In 1989, I stumbled upon the book I Am That from Sri Nisargadatta Maharaj. It was an event that changed my life’s direction. Already on reading the first page I knew, I sensed, that this was what I had been looking for.
It isn’t just an ordinary book, but a publication of questions and answers between Sri Nisargadatta and “seekers of truth” given during Satsang, based on original tape recordings from Maurice Frydman.
The title “I Am That” of the book refers to one of the Great Advaitic Contemplations (Mahavakyas), which is known as Tat Tvam Asi, usually translated as “You Are That”. Nisargadatta said the following about this: “To stabilize me in this eternal principle, my Guru initiated me by pronouncing the sacred words Tat Tvam Asi, which means ‘I Am That.’ From that moment onwards, I lost all interest in worldly affairs. These sacred words are called the Maha-Vakya, which is a profound statement charged with sublime meanings.”
I soon found out that Nisargadatta (1897 – 1981) was a Guru who had lived in Mumbai (India) and was a representative of an Advaita Vedanta lineage. This subsequently awakened my deep interest for Advaita philosophy and teachings, and my longing to visit India and learn more about it. I did finally go to India, but only twenty years later, to visit Ramesh Balsekar in Mumbai a former disciple of Nisargadatta, but then — well, that’s a whole other chapter of my life.
Nisargadatta Maharaj met his own Guru, Siddharameshwar Maharaj, in the year 1933. With regard to his own quest to attain Self-Realization, Nisargadatta often said the following: “When I met my Guru, he told me: ‘You are not what you think you are. Find out what you are. Watch the sense I am that arises in you, and find your Real Self.”
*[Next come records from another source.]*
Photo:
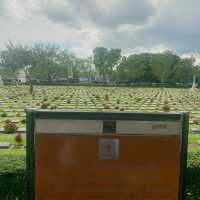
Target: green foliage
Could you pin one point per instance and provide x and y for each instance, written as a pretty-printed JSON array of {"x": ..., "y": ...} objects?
[{"x": 105, "y": 60}]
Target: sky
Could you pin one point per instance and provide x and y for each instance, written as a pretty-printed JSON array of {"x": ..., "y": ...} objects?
[{"x": 135, "y": 26}]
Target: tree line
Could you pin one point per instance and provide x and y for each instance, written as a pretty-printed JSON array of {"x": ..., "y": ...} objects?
[{"x": 50, "y": 63}]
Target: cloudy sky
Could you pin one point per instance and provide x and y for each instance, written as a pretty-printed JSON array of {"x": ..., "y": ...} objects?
[{"x": 81, "y": 25}]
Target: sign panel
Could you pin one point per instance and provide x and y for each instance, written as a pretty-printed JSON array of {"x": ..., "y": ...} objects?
[{"x": 110, "y": 156}]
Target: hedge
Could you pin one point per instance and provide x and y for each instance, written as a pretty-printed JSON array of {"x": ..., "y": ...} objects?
[{"x": 12, "y": 176}]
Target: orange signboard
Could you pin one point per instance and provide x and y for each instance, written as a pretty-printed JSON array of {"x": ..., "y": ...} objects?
[{"x": 81, "y": 159}]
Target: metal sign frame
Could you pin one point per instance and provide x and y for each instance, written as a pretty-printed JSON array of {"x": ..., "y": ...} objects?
[{"x": 32, "y": 115}]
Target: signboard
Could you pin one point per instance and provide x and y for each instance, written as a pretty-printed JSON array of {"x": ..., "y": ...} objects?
[{"x": 110, "y": 156}]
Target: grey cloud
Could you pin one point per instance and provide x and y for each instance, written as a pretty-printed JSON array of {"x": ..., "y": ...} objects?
[
  {"x": 106, "y": 13},
  {"x": 175, "y": 26}
]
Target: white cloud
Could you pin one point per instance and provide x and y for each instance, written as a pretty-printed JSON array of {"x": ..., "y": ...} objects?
[{"x": 80, "y": 25}]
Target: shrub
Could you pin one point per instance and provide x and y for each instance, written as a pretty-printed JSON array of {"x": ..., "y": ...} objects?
[{"x": 10, "y": 127}]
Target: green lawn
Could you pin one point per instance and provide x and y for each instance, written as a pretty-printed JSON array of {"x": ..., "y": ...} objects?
[{"x": 11, "y": 138}]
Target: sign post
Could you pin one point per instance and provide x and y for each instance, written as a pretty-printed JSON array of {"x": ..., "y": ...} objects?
[{"x": 110, "y": 156}]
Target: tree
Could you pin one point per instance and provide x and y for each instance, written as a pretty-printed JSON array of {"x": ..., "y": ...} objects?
[
  {"x": 184, "y": 71},
  {"x": 100, "y": 56},
  {"x": 105, "y": 61},
  {"x": 45, "y": 63},
  {"x": 13, "y": 59}
]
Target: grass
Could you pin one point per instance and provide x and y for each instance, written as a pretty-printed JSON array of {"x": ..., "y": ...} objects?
[{"x": 11, "y": 138}]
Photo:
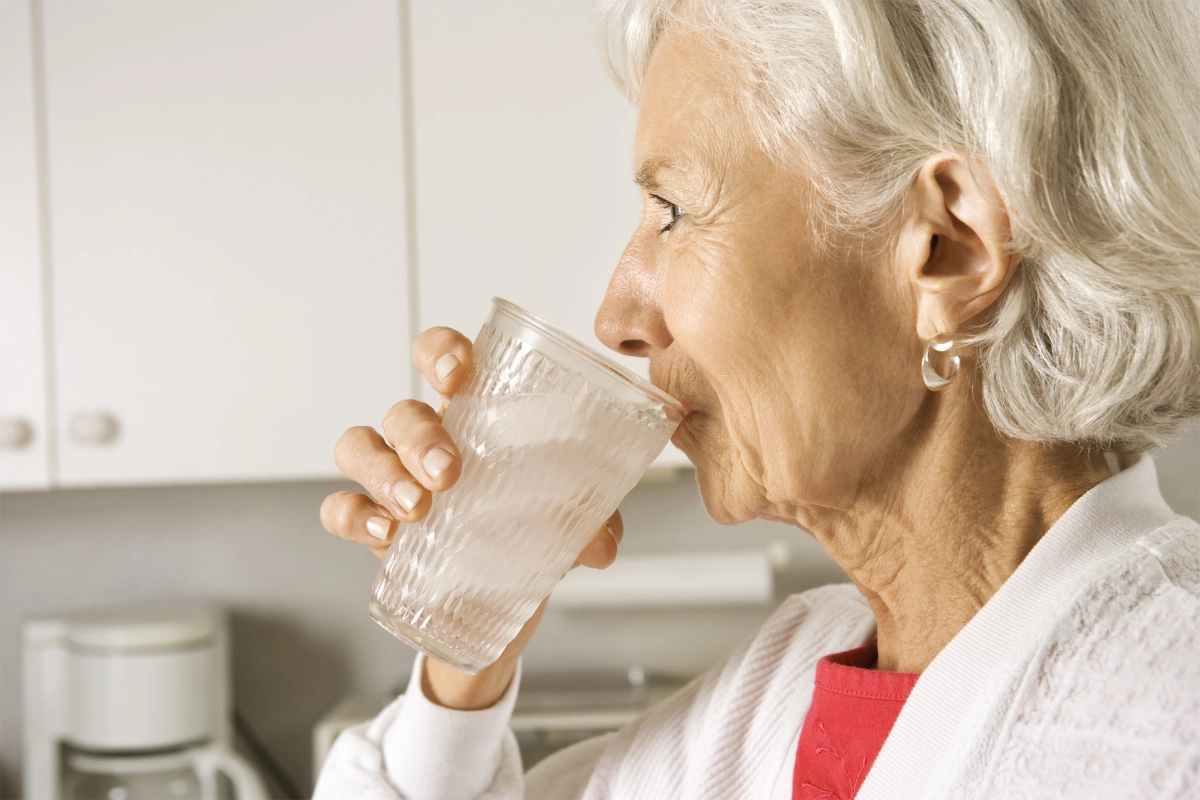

In fact, Nisargadatta wasn’t really “a seeker” before he met his Guru. A friend brought him to Sri Siddharameshwar, and as Nisargadatta always explained: “I simply believed what my Guru said, I obeyed him, because I trusted him. I did as he told me. All my spare time I would spend looking at myself in silence. And what a difference it made, and so soon! It took me only three years to realize my true nature.”
Nisargadatta’s Guru Siddharameshwar died two and half years after their first meeting, and Nisargadatta remembered and practiced his advice, while continuing to run a small cigarette shop in Mumbai. In 1951, after receiving an inner revelation from his Guru, he began giving Satsang for seekers and devotees. These daily meetings were characterized by meditation, bhajans, pujas, and question and answer sessions. He held Satsangs during the rest of his life, until his death in 1981.
With the publication of the book “I Am That” Nisargadatta became immensely popular, notably in the West; hundreds of foreigners from all over the world started to come to his house in Mumbai, and apparently Nisargadatta once remarked about this: “I used to have a quiet life but the book ‘I Am That’ has turned my house into a railway station platform.”
Nisargadatta’s teacher and Guru was part of the Navnath Sampradaya lineage, and as such Nisargadatta is regarded as an exponent of that lineage. Nevertheless, his own style of teaching was rather informal and direct, sometimes even aggressive, and based on his own living experience. He rarely mentioned ancient scriptures, and typically adapted his teachings to the many Westerners who visited him and who didn’t have familiarity with the sacred texts or Indian traditions and customs.
An interesting fact about Nisargadatta’s life is that he had a strong devotion to his own Guru, and although a representative of the Jnana Yoga (the Path of Knowledge or Path of Wisdom) tradition, many aspects of his life were given form as a Bhakti Yogin (the Path of Devotion). Moreover, to rather follow the Bhakti Yoga tradition and practices, was sometimes an advice he would give to some of his disciples.
The core of Nisargadatta’s message is that “You Are That,” the Ultimate Source, Absolute Awareness, and the Natural Effortless State, and that it’s only our “ignorance” and “mistaken identification with the Ego” that makes us feel and experience it otherwise. His style of “Yoga” was meditating, pondering and abiding with the sense of “I am” or “being” in us (while negating all concepts that arise in the mind), which he often called “our only asset.”
According to Nisargadatta, following that specific Sadhana would lead us “beyond being, transcending the I am” finally burning away our ignorance and reveal the truth that We Are That — Tat Tvam Asi — the Eternal Absolute State, which is the ultimate non-dual freedom from knowing and not-knowing, and from being or not-being.
Perhaps one of Nisargadatta’s most beautiful and powerful statements about his experience of the Absolute is this one, taken from the book ‘I Am That’: “Love says: ‘I am everything’. Wisdom says: ‘I am nothing’ Between the two my life flows.”